BMW Manufacturing praises hydrogen fuel cells from Plug Power
Plug Power, a leading developer of hydrogen fuel cells, and BMW Manufacturing, automaker BMW’s manufacturing division, have been enjoying a powerful partnership recently. Plug Power recently delivered a number of hydrogen fuel cells to BMW Manufacturing, where these energy systems were put to use in forklift trucks and other such materials handling vehicles. This was meant to move BMW Manufacturing away from the use of fossil-fuels, and this endeavor seems to be working very well as the company continues to order new hydrogen fuel cells to meet its needs.
BMW Manufacturing operates largest hydrogen fuel fleet in North America
BMW Manufacturing now claims that it operates the largest fleet of hydrogen fuel vehicles in North America. The company boasts of a hydrogen-powered fleet numbering 272 vehicles, most of which are powered by the GenDrive hydrogen fuel cells from Plug Power. The company’s fleet in so large that it requires its own dedicated hydrogen fuel infrastructure. In 2010, such an infrastructure was developed with the help of the Linde Group, which developed a hydrogen distribution and storage system to help power the BMW Manufacturing facility in Spartanburg, South Carolina.
Linde provides necessary infrastructure systems
Hydrogen fuel cells have been growing more popular in the field of materials handling. Forklift trucks are vital to this sector and do not typically require a massive amount of energy to operate for any extended period of time. This means that relatively small hydrogen fuel cells can be used to power these vehicles. The smaller the fuel cell, the lower the cost; a fact that makes these energy systems somewhat more attractive than traditional batteries. Moreover, fuel cells are more durable and easier to maintain than the lead-acid batteries that are commonly used in materials handling.
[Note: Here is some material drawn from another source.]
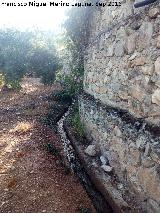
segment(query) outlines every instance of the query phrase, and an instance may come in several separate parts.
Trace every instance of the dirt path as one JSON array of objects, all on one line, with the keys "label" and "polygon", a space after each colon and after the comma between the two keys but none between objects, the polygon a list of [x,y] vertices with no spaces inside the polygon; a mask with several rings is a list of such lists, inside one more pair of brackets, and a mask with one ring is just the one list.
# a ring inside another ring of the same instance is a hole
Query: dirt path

BMW Manufacturing may help bring more attention to hydrogen fuel
As operator of the largest hydrogen fuel fleet in North America, BMW Manufacturing may be able to direct more attention to the capabilities of hydrogen fuel cells. These energy systems have become very popular in the auto industry, but remain somewhat unused in other sectors. For now, these energy systems may continue to reside largely within the realm of transportation until they can receive more attention in other applications.